Sarah Milton’s latest play Lucy Light deals with some serious stuff. It follows two teenage girls, Lucy (Emmy Rose) and Jess (Amy Clark) for a decade until their mid-twenties, as they face the cultural albatross of cancer in and around their lives. Despite the heavy subject matter, Milton’s play is a total hoot that uses dark humour and nostalgia to create something really special. Running for just a few days at the VAULT Festival, Lucy Light is partnered with gynaecological cancer charity The Eve Appeal.

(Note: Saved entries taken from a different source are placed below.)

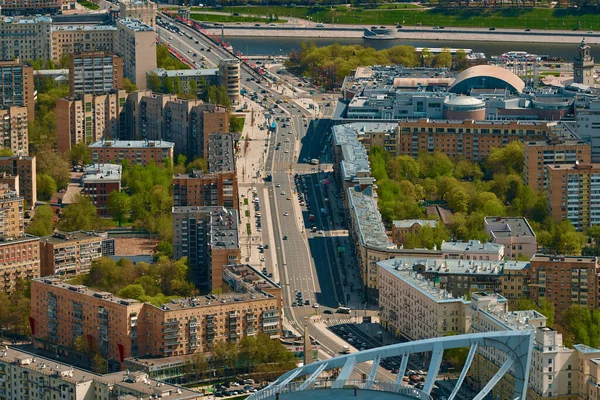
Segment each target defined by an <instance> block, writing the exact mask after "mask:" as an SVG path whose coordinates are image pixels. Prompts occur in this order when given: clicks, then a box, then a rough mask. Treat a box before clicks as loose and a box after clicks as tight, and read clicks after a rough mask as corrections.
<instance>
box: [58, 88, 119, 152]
mask: <svg viewBox="0 0 600 400" xmlns="http://www.w3.org/2000/svg"><path fill="white" fill-rule="evenodd" d="M126 98H127V93H126V92H125V90H118V91H113V92H111V93H108V94H101V95H93V94H79V95H77V96H75V97H74V98H67V99H58V100H57V101H56V131H57V139H56V141H57V146H58V150H59V151H60V152H67V151H69V150H70V149H71V146H74V145H75V144H77V143H80V142H84V143H86V144H89V143H93V142H97V141H99V140H101V139H102V138H104V137H106V138H117V137H119V134H120V131H121V129H124V128H125V126H123V125H121V120H122V118H123V112H124V107H125V100H126Z"/></svg>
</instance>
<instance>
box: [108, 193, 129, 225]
mask: <svg viewBox="0 0 600 400" xmlns="http://www.w3.org/2000/svg"><path fill="white" fill-rule="evenodd" d="M106 208H107V210H108V213H109V214H110V215H111V216H112V217H113V219H114V220H115V221H117V222H118V223H119V226H121V225H122V223H123V220H124V219H126V218H127V215H129V212H130V210H131V200H130V198H129V195H128V194H127V193H125V192H123V191H117V190H113V191H112V192H111V193H110V195H109V196H108V204H107V205H106Z"/></svg>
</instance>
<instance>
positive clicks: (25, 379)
mask: <svg viewBox="0 0 600 400" xmlns="http://www.w3.org/2000/svg"><path fill="white" fill-rule="evenodd" d="M38 394H39V395H40V398H50V399H57V398H58V399H69V400H83V399H95V400H111V399H141V400H150V399H153V398H161V399H165V400H175V399H177V400H198V399H200V398H201V396H202V394H201V393H199V392H194V391H192V390H188V389H186V388H184V387H180V386H176V385H171V384H166V383H164V382H159V381H156V380H154V379H150V378H149V377H148V374H146V373H143V372H115V373H111V374H104V375H96V374H94V373H92V372H90V371H87V370H83V369H78V368H74V367H73V366H71V365H68V364H63V363H60V362H58V361H57V360H56V359H48V358H44V357H40V356H39V355H37V354H32V353H28V352H25V351H23V350H19V349H17V348H16V347H10V348H5V349H3V350H1V351H0V399H2V400H8V399H21V398H36V397H37V396H38Z"/></svg>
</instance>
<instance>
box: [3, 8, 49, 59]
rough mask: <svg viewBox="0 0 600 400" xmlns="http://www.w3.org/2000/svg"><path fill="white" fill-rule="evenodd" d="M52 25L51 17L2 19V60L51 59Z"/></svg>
mask: <svg viewBox="0 0 600 400" xmlns="http://www.w3.org/2000/svg"><path fill="white" fill-rule="evenodd" d="M14 3H15V4H19V5H18V6H17V7H20V6H21V3H22V2H21V1H20V0H15V1H14ZM3 10H4V6H3ZM51 25H52V19H51V18H50V17H41V16H36V17H4V16H3V17H0V31H1V32H2V35H1V36H0V60H15V59H20V60H48V59H50V58H51V57H50V55H51V51H50V49H51V43H52V41H51V34H50V32H51Z"/></svg>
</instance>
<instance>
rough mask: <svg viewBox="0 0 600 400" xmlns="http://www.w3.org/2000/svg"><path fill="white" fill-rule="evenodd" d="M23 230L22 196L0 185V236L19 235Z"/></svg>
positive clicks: (23, 224)
mask: <svg viewBox="0 0 600 400" xmlns="http://www.w3.org/2000/svg"><path fill="white" fill-rule="evenodd" d="M24 232H25V226H24V221H23V197H21V196H19V195H18V194H17V192H15V191H14V190H10V189H9V188H8V185H0V236H7V237H19V236H22V235H23V233H24Z"/></svg>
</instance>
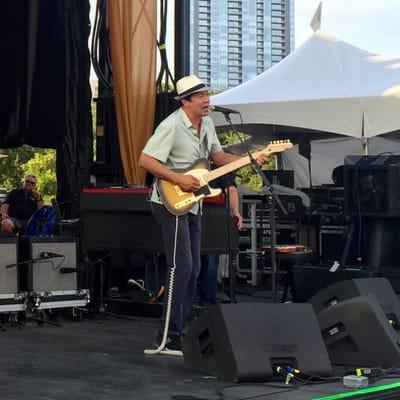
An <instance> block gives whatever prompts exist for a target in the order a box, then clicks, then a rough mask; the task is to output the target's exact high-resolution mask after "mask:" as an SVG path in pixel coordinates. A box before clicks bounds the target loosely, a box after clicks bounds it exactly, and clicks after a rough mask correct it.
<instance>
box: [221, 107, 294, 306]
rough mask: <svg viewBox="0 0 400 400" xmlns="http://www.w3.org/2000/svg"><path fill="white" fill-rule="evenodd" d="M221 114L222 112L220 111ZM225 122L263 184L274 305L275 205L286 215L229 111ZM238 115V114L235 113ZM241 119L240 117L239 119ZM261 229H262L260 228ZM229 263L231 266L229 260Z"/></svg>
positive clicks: (276, 266)
mask: <svg viewBox="0 0 400 400" xmlns="http://www.w3.org/2000/svg"><path fill="white" fill-rule="evenodd" d="M221 112H222V111H221ZM222 113H223V115H224V117H225V119H226V121H227V122H228V124H229V126H230V128H231V129H232V131H233V132H234V133H235V134H236V135H237V136H238V138H239V140H240V142H241V144H242V145H243V148H244V150H245V151H246V153H247V155H248V156H249V159H250V162H251V165H252V167H253V169H254V170H255V172H256V173H257V174H258V175H259V176H260V177H261V179H262V181H263V184H264V188H265V190H264V194H265V196H266V199H267V204H268V206H269V225H270V230H271V289H272V302H273V303H275V300H276V275H277V265H276V216H275V209H276V204H278V206H279V208H280V210H281V211H282V213H283V214H284V215H287V211H286V209H285V208H284V207H283V205H282V202H281V201H280V199H279V197H278V196H277V195H276V193H275V192H274V190H273V187H272V185H271V182H270V181H269V180H268V178H267V177H266V175H265V174H264V172H263V171H262V169H261V167H260V166H259V165H258V164H257V161H256V160H255V159H254V157H253V156H252V154H251V153H250V150H249V148H248V146H247V145H246V143H245V141H244V140H243V139H242V137H241V136H240V133H239V132H238V130H237V129H236V126H235V125H234V124H233V123H232V120H231V118H230V116H229V114H230V113H231V112H230V111H229V110H227V111H226V112H222ZM237 113H238V114H239V115H240V113H239V112H237ZM240 118H241V117H240ZM261 228H262V227H261ZM229 263H230V264H231V259H229ZM230 272H231V266H230V267H229V273H230Z"/></svg>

The play starts in 2004, and you can tell – its opening scene is a throwback in itself. Lucy and Jess are pre-drinking cheap wine in a bedroom adorned with Knock On The Door furnishings, as they pull socks out their bras and perform a really quite impressive full-length lip-synced rendition of ‘The Tide is High.’ They’ve just finished their GCSEs and Lucy’s mum is ill with breast cancer – a fact that consumes the entire show and the characters’ lives. The music is key to this show and is done brilliantly. Characteristic songs from the across decade in question are played in the scene transitions to demonstrate the passage of time as well as reflecting on the play’s plot. The set is changed just as much, but in really subtle ways that allow one set design to transform from a nightclub to a bedroom to a hospital in a matter of seconds.
In just one hour, Lucy and Jess try to navigate huge issues, like bodily autonomy, the bizarre, gruesome and dark realities of having a foreboding cancer gene, as well as the anxieties that arise over routine smear tests, and the impact that all of this has on their professional, romantic, sexual and familial lives. Rose’s performance is remarkable from the beginning, while Clark’s character development is really quite impressive to watch as she surprises the audience again and again. At times, Lucy Light is a bit indulgent and melodramatic, which doesn’t mesh well with the rest of the show that strikes a good balance between hilarity and sincerity.
This moving production is as educational as it is funny, and offers a new perspective in the way it separates cancer from the cancer patient. Milton’s writing, combined with Lauren Dickson’s direction, allows this onerous subject matter to be lifted up and laughed at in a powerful play about dealing with everything life throws at you, “one tit at a time.”